Dans La version, nous tendons l’oreille au récit d’un « Je » rendant compte de la façon de s’inscrire au monde d’un peuple, d’une communauté. « Des corps individuels qui forment un corps collectif. Une meute, une horde, une escouade. Une caravane, une assemblée. Une foule. Une multitude. » À la manière d’un ethnologue impressionniste et poétique, il aborde différents aspects de ces gens, individus, entités, « ils » et/ou « elles », auprès de qui il a passé un temps long, se comptant en jours ou en années, il l’ignore, et peu importe : « Pour eux donc, l’essentiel n’était pas de mesurer le temps qui passe, mais de lui donner forme. » Au sein de cette collectivité remplie de « non-intériorités », l’énergie-flux se moule dans des codes stricts en perpétuelles modifications et réinventions.
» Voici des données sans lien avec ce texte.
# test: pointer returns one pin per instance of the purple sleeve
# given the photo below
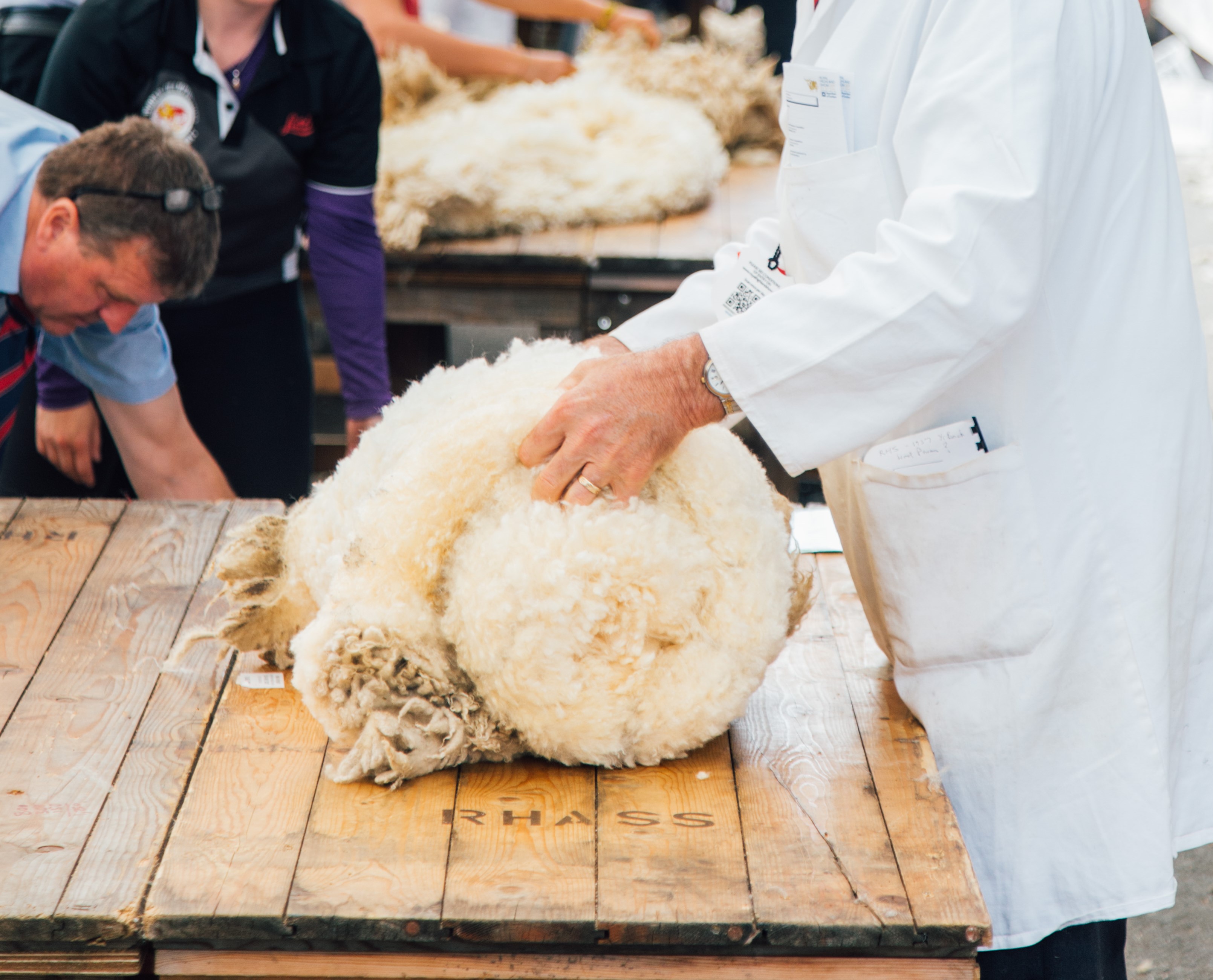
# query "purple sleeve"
(347, 262)
(56, 388)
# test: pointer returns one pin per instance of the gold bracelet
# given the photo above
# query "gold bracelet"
(607, 16)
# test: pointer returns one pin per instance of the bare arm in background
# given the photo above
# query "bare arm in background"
(390, 27)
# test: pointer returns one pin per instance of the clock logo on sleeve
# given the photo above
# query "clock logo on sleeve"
(171, 107)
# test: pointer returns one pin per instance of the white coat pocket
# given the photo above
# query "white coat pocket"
(955, 561)
(831, 209)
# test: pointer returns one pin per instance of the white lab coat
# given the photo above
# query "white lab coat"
(1007, 242)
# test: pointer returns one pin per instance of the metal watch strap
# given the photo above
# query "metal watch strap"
(731, 405)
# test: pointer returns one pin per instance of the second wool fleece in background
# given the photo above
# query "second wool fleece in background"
(437, 615)
(636, 135)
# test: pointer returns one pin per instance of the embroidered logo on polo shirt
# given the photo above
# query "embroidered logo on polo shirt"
(298, 125)
(171, 107)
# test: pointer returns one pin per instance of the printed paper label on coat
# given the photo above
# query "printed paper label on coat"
(817, 117)
(759, 272)
(261, 682)
(933, 452)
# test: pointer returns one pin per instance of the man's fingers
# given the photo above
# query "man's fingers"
(82, 466)
(580, 494)
(541, 442)
(555, 478)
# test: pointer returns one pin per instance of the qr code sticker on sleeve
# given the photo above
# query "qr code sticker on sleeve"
(742, 299)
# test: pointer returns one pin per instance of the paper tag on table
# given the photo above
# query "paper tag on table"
(817, 115)
(814, 529)
(757, 273)
(933, 452)
(261, 682)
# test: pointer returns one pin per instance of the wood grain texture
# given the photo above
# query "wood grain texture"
(105, 896)
(100, 963)
(494, 245)
(522, 859)
(46, 552)
(67, 738)
(374, 860)
(751, 197)
(231, 857)
(671, 867)
(821, 869)
(637, 240)
(571, 242)
(197, 963)
(939, 882)
(698, 234)
(8, 509)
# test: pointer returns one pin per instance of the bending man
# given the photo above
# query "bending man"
(90, 243)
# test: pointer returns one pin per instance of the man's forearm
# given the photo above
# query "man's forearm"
(163, 455)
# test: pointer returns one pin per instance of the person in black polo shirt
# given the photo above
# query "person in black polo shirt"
(283, 104)
(28, 29)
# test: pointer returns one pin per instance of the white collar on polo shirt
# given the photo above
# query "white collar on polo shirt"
(228, 101)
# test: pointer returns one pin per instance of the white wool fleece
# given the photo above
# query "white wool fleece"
(453, 619)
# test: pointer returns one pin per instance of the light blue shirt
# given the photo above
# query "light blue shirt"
(132, 367)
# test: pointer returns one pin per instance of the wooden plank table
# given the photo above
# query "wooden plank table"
(181, 815)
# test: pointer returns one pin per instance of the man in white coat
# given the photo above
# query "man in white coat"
(1002, 237)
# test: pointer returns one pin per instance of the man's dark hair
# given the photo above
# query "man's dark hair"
(136, 156)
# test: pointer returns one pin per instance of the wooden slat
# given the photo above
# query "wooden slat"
(101, 963)
(433, 247)
(522, 862)
(231, 857)
(821, 869)
(941, 886)
(671, 867)
(637, 240)
(67, 738)
(374, 862)
(326, 378)
(751, 197)
(699, 234)
(104, 898)
(46, 552)
(8, 509)
(571, 242)
(546, 967)
(495, 245)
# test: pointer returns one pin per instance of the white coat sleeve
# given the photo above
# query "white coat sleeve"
(829, 368)
(691, 309)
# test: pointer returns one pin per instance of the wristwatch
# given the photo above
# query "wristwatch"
(715, 384)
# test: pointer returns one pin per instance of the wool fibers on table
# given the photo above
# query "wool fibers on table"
(437, 615)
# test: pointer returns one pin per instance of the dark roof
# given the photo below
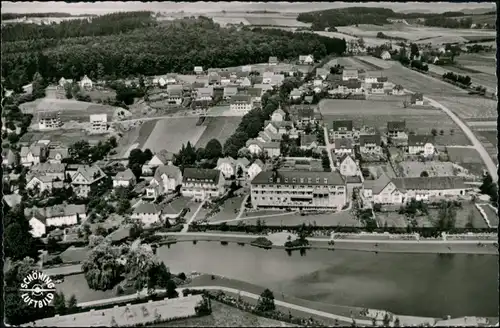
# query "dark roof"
(308, 178)
(419, 140)
(342, 124)
(369, 139)
(201, 175)
(396, 126)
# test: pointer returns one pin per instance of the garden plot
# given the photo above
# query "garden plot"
(220, 128)
(172, 133)
(470, 108)
(376, 114)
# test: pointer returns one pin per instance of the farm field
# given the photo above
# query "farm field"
(377, 113)
(70, 110)
(469, 108)
(220, 128)
(344, 218)
(468, 158)
(490, 214)
(172, 133)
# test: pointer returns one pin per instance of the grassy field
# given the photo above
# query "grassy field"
(224, 316)
(172, 133)
(344, 218)
(220, 128)
(377, 113)
(230, 209)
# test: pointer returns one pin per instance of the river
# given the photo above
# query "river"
(426, 285)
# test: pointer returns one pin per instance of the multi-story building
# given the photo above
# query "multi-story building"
(49, 121)
(202, 183)
(99, 123)
(298, 189)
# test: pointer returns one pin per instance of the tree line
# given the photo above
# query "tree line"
(150, 50)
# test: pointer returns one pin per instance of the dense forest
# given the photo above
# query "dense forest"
(377, 16)
(132, 44)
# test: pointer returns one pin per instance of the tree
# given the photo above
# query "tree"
(213, 149)
(266, 301)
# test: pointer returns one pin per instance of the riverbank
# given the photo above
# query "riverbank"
(384, 246)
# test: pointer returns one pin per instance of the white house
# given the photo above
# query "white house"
(86, 83)
(201, 184)
(163, 157)
(147, 213)
(227, 166)
(124, 179)
(254, 169)
(165, 180)
(385, 55)
(99, 123)
(348, 167)
(58, 216)
(420, 145)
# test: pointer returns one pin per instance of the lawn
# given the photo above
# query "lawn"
(230, 209)
(377, 113)
(344, 218)
(468, 158)
(220, 128)
(172, 133)
(224, 316)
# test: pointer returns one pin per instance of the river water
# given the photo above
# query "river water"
(427, 285)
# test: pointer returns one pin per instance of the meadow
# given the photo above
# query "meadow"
(377, 113)
(172, 133)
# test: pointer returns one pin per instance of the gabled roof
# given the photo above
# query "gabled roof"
(125, 175)
(201, 175)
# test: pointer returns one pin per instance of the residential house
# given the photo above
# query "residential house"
(308, 141)
(306, 60)
(55, 216)
(385, 55)
(377, 88)
(227, 166)
(254, 169)
(225, 78)
(295, 94)
(86, 83)
(348, 166)
(49, 121)
(9, 158)
(166, 180)
(398, 90)
(273, 60)
(163, 157)
(397, 130)
(349, 74)
(84, 178)
(202, 183)
(56, 155)
(205, 93)
(124, 179)
(299, 190)
(99, 123)
(230, 92)
(267, 77)
(342, 129)
(369, 144)
(278, 115)
(421, 145)
(34, 154)
(343, 146)
(417, 99)
(147, 213)
(241, 103)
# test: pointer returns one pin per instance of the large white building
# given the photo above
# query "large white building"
(299, 190)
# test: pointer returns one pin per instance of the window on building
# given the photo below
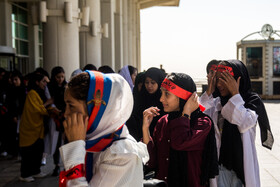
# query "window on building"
(254, 61)
(276, 61)
(40, 34)
(20, 28)
(257, 87)
(276, 88)
(20, 35)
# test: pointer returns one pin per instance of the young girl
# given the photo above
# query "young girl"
(148, 96)
(31, 129)
(97, 106)
(57, 89)
(235, 113)
(183, 148)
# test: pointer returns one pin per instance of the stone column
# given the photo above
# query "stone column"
(108, 44)
(118, 36)
(90, 46)
(125, 32)
(61, 39)
(5, 23)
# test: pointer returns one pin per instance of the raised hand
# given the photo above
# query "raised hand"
(149, 114)
(191, 105)
(211, 78)
(228, 80)
(75, 126)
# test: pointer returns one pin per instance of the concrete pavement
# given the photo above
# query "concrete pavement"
(269, 161)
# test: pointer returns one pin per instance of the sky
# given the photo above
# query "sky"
(185, 38)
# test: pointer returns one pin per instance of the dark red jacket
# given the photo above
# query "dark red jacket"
(180, 136)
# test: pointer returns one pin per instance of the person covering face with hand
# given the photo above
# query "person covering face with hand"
(183, 140)
(235, 112)
(100, 151)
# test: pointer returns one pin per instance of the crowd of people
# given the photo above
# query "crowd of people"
(129, 128)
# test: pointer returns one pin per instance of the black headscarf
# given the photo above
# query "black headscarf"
(231, 152)
(177, 171)
(212, 64)
(146, 100)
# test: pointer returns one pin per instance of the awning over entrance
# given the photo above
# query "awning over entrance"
(150, 3)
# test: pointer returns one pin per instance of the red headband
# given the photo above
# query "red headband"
(222, 68)
(213, 67)
(176, 90)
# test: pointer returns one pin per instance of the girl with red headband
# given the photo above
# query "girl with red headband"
(235, 112)
(100, 151)
(183, 148)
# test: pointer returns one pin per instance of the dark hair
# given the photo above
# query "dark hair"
(106, 69)
(42, 71)
(184, 81)
(34, 77)
(2, 70)
(212, 62)
(79, 85)
(56, 70)
(131, 69)
(18, 74)
(89, 67)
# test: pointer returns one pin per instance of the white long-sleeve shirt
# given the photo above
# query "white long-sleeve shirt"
(119, 165)
(246, 120)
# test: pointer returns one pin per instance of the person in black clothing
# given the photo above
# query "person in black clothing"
(57, 89)
(148, 96)
(89, 67)
(106, 69)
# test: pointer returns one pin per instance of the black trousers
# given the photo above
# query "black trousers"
(31, 157)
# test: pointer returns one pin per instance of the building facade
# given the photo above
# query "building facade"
(72, 33)
(262, 58)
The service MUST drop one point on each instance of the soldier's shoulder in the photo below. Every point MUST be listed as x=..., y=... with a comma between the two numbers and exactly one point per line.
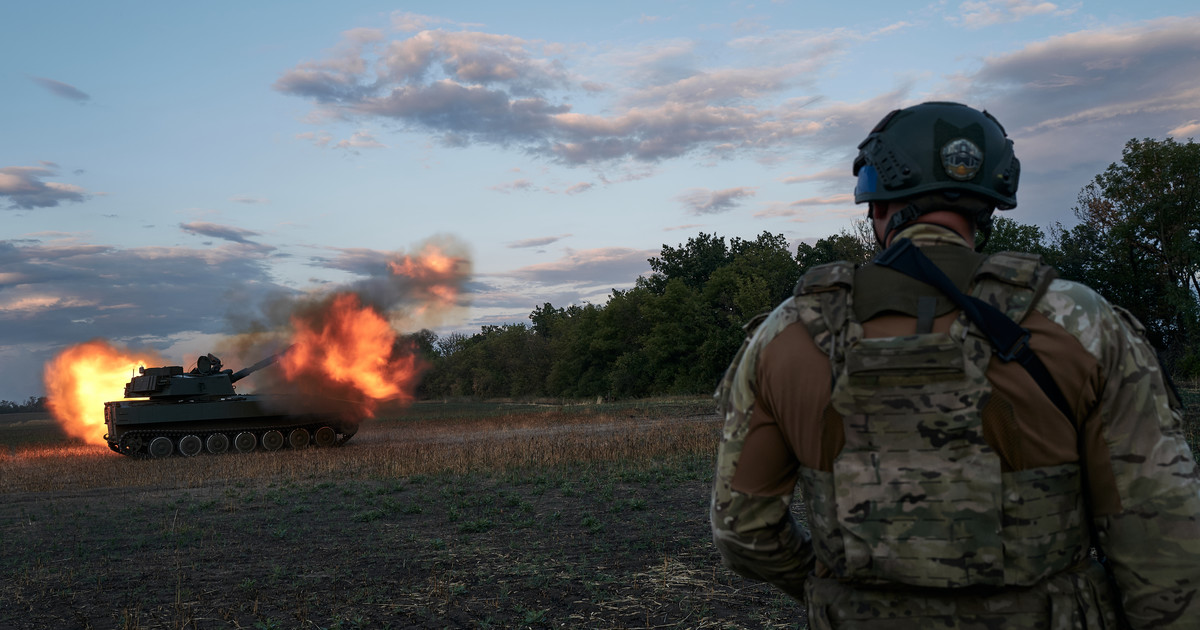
x=1081, y=311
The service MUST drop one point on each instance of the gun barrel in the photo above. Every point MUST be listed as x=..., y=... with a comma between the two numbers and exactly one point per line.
x=246, y=371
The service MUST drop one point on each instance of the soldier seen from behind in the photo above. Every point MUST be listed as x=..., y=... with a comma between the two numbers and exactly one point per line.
x=977, y=443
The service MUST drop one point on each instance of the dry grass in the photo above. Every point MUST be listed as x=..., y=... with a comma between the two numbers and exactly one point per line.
x=384, y=449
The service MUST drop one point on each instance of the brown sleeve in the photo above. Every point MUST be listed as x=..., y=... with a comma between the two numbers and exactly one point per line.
x=786, y=423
Pour tenter d’appréhender la logique régissant le rapport au temps, à l’espace, à l’objet, à l’habit, au patronyme, à la parole, à l’écriture, à la conservation et à tout ce qui interroge un humain à l’aune de ce que le narrateur raconte, le lecteur se voit contraint de repousser les limites de son entendement, d’ouvrir les perspectives et de tester sa résistance aux contorsions mentales. Il n’est pas question ici de complexifications prétentieuses et creuses, mais d’évocations prudentes, dialectiques, tâtonnantes. Les descriptions épousent en effet un mouvement étrange : elles s’avancent, reviennent sur elles-mêmes, affirment leur contraire, se nuancent à nouveau et se figent en développement. Aucune certitude, aucune affirmation, seule une volonté esquissée d’approcher sans prétendre à la compréhension, à la justesse, au définitif.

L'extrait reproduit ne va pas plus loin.